40 Years ago today was a momentous day in the human rights journey of disabled people. Up until that point it was generally expected that disabled people, who needed a level of care support, would spend their lives in institutions.
The entrenched inequality that disabled people faced ignited a small cohort of disabled people to form the Union of the Physically Impaired Against Segregation (UPIAS). This movement was founded by Paul Hunt in 1972 who was at that time was a resident in a Leonard Cheshire home. Other key members were Vic Finkelstein and Maggie and Ken Davis.
Vic Finkelstein, originally from South Africa and an anti-apartheid campaigner, was the first person to introduce the idea of disability as a capitalist creation. He understood disability to have a social relationship in which disabled people are oppressed. He wanted to overturn the concept of disability as purely a medicalised condition. The concept of ‘The Social Model of Disability’ was born.
Accentuate follows the Social Model principal, which means that we believe disabled people are disabled by the barriers they face rather than a medical condition. So, in other words, as a wheelchair user, if I have a car I can get in to, ramps into buildings where there are steps and lifts where there are stairs, then I am no longer disabled by my medical condition; as it is my environment and the attitudes of others that ‘disable’ me.

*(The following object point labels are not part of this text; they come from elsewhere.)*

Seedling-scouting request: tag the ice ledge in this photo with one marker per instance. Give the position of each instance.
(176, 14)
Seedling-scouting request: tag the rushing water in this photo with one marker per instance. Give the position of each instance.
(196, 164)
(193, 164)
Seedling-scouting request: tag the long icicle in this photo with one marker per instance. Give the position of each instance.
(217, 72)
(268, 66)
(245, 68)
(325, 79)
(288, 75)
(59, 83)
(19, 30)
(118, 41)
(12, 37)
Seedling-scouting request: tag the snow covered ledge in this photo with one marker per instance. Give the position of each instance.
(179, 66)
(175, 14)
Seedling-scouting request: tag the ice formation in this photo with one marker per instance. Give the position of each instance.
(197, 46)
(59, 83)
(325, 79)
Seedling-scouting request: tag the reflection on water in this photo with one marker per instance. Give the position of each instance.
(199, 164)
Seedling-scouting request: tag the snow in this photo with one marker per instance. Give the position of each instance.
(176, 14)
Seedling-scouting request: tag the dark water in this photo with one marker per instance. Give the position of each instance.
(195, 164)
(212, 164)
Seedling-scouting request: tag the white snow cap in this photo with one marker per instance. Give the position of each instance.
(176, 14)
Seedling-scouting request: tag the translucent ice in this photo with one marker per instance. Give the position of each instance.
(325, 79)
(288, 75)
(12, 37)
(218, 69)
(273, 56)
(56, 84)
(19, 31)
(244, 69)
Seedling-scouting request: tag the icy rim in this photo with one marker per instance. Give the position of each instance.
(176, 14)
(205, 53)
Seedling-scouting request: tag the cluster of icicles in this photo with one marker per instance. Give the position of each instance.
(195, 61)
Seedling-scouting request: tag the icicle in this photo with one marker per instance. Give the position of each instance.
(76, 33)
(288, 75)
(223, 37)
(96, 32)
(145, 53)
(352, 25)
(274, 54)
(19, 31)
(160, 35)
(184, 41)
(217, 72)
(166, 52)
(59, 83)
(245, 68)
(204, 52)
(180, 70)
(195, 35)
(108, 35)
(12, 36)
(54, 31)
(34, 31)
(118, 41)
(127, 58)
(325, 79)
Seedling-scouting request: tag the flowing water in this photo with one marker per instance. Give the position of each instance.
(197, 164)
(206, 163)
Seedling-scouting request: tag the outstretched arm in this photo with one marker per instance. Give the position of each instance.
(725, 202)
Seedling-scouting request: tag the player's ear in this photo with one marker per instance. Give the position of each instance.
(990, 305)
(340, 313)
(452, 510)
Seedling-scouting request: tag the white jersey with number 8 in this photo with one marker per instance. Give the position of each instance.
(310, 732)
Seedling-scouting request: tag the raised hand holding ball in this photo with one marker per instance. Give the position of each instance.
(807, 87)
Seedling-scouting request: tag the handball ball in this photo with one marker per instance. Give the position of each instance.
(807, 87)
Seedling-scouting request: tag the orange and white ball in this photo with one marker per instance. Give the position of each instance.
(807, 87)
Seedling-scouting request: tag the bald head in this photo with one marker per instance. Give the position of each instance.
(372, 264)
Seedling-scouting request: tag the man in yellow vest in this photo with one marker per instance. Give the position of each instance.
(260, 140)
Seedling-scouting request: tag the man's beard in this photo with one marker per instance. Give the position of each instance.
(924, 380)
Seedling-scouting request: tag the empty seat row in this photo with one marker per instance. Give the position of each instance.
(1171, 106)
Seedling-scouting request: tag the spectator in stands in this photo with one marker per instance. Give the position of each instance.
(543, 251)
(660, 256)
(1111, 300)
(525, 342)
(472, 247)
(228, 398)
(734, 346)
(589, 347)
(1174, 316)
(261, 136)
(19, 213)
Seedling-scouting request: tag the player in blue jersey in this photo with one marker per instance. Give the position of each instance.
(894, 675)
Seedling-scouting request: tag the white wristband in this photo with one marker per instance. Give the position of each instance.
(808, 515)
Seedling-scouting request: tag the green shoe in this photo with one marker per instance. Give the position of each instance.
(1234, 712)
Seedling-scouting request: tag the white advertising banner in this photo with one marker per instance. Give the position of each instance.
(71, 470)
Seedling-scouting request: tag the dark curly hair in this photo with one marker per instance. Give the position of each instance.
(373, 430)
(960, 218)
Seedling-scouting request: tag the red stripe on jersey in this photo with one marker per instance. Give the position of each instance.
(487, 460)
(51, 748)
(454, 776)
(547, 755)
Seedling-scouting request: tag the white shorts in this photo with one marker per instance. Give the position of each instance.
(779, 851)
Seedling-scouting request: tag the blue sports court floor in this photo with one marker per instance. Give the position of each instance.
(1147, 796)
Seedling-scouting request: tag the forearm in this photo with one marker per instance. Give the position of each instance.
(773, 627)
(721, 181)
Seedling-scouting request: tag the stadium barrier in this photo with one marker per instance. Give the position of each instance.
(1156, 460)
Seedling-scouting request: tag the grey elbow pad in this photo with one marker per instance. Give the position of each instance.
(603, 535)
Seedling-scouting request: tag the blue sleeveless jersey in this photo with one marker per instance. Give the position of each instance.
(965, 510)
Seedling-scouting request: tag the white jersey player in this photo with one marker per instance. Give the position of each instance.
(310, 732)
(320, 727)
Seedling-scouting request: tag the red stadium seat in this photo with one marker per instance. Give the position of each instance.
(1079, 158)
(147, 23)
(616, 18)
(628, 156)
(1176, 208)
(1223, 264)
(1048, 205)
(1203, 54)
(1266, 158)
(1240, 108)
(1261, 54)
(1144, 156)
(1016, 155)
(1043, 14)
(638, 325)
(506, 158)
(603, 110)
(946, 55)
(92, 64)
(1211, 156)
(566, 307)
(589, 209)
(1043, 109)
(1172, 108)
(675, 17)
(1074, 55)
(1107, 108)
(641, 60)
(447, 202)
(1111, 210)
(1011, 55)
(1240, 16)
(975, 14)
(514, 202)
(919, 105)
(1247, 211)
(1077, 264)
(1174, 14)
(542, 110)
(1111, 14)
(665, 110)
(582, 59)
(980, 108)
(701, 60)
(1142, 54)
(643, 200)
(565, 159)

Equally radical was the need for disabled people to take back control of their own lives and in particular emancipate themselves from institutions which were really no better than prisons.
This understanding of disability as a social construct was the radical concept at the heart of UPIAS. It was revolutionary to create such a political movement, but equally radical was the need for disabled people to take back control of their own lives and in particular emancipate themselves from institutions which were really no better than prisons.
Pioneering independent living
Having first hand experience of this injustice Maggie and Ken Davis went about trying to change the very system that wanted to keep them from living independently. In September 1972 they decided to establish a cooperative that would look to buy land, commission architects and design their own housing scheme. This was to be known as the Grove Road Housing Scheme.
Four years later, on 13th September 1976, Maggie and Ken moved into their own home, which they had designed specifically to enable them to have independence. A kitchen sink was brought in from Sweden, lowered kitchen work surfaces and ceiling hoists allowed access from bed to chair to bathroom. It was the way they approached the design process, working closely with the architects, ensuring the building and the adaptations met their needs, which meant they were no longer reliant on non-disabled people helping them.
Maggie and Ken were told time and time again by ‘the professionals’ that they couldn’t do it and it wouldn’t work. It was a hard won battle to prove them wrong.
Maggie and Ken were told time and time again by ‘the professionals’ that they couldn’t do it and it wouldn’t work. It was a hard won battle to prove them wrong. At this moment in time when we are hearing the Paralympic slogan ‘yes I can’ perhaps we need to reflect more widely and think about the daily battles for rights that disabled people have spearheaded over the last 40 years. Maggie and Ken paved the way for me to live in my own home, but I am one of the disabled people who used to receive Independent Living Fund money to pay for support in my home. I cherish my independence. Let’s learn from history and ensure that the fight Maggie and Ken led was not in vain and our rights to equal treatment and opportunities are protected for the next 40 years.
Maggie’s legacy at RIBA and the V&A
History of Place provides an opportunity for us to share and protect this valuable heritage. We are currently working with the V&A London and RIBA to catalogue and safe guard Maggie’s wonderful archive material.